Ar-CXR — Arabic Chest X-ray Vision–Language Model

أشعة · Ar-CXR  ·  Arabic Chest X-ray Vision–Language Model  ·  by Vionex Digital Solutions
The first chest X-ray VLM that generates native Arabic radiology reports

⚕️ MEDICAL RESEARCH PROTOTYPE — NOT A MEDICAL DEVICE. Ar-CXR is released for research only. It must not be used for clinical decision-making, diagnosis, triage, or any patient-facing purpose.

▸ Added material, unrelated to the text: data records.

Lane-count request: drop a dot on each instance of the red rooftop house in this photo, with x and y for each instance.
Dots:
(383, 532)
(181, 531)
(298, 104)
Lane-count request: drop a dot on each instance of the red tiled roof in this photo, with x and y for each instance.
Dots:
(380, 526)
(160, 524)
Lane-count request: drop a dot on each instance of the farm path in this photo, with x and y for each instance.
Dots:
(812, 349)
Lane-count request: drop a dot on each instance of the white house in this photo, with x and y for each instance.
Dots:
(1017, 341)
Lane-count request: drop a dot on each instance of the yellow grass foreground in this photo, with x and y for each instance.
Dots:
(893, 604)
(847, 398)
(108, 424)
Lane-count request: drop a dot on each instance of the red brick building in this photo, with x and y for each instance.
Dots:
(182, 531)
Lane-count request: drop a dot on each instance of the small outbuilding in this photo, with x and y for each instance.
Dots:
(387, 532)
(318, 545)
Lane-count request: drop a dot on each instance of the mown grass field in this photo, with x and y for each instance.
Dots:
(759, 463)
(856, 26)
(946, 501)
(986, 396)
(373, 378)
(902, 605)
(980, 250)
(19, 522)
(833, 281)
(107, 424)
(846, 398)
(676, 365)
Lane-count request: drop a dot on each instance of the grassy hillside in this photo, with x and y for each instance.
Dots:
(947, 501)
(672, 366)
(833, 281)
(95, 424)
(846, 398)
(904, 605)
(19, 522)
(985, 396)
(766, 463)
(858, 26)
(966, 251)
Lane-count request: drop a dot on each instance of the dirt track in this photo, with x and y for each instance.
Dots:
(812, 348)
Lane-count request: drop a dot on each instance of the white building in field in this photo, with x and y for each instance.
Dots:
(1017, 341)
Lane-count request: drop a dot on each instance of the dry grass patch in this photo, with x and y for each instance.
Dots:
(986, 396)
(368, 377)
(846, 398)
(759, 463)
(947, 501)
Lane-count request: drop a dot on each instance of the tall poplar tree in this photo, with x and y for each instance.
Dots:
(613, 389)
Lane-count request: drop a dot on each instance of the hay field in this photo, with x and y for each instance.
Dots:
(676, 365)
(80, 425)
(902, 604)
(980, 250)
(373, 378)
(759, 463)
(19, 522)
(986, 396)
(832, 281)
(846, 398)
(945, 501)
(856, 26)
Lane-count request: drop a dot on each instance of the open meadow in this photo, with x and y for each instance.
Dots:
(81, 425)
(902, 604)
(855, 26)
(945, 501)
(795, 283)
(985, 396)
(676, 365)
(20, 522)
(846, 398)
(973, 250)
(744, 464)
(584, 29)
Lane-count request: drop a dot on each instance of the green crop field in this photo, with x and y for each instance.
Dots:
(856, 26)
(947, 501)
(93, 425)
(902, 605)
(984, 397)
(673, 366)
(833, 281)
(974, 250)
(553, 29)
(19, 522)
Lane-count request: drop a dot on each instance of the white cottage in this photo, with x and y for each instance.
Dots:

Ar-CXR is the first chest X-ray vision–language model that generates native Arabic radiology reports. It couples a frozen RAD-DINO image encoder with a Falcon-H1-7B Arabic-capable decoder through a feature-preserving MLP connector, with low-rank adaptation (LoRA) of the vision encoder to break the grounding ceiling. It is trained on CheXpert-Plus with reports machine-translated to Modern Standard Arabic.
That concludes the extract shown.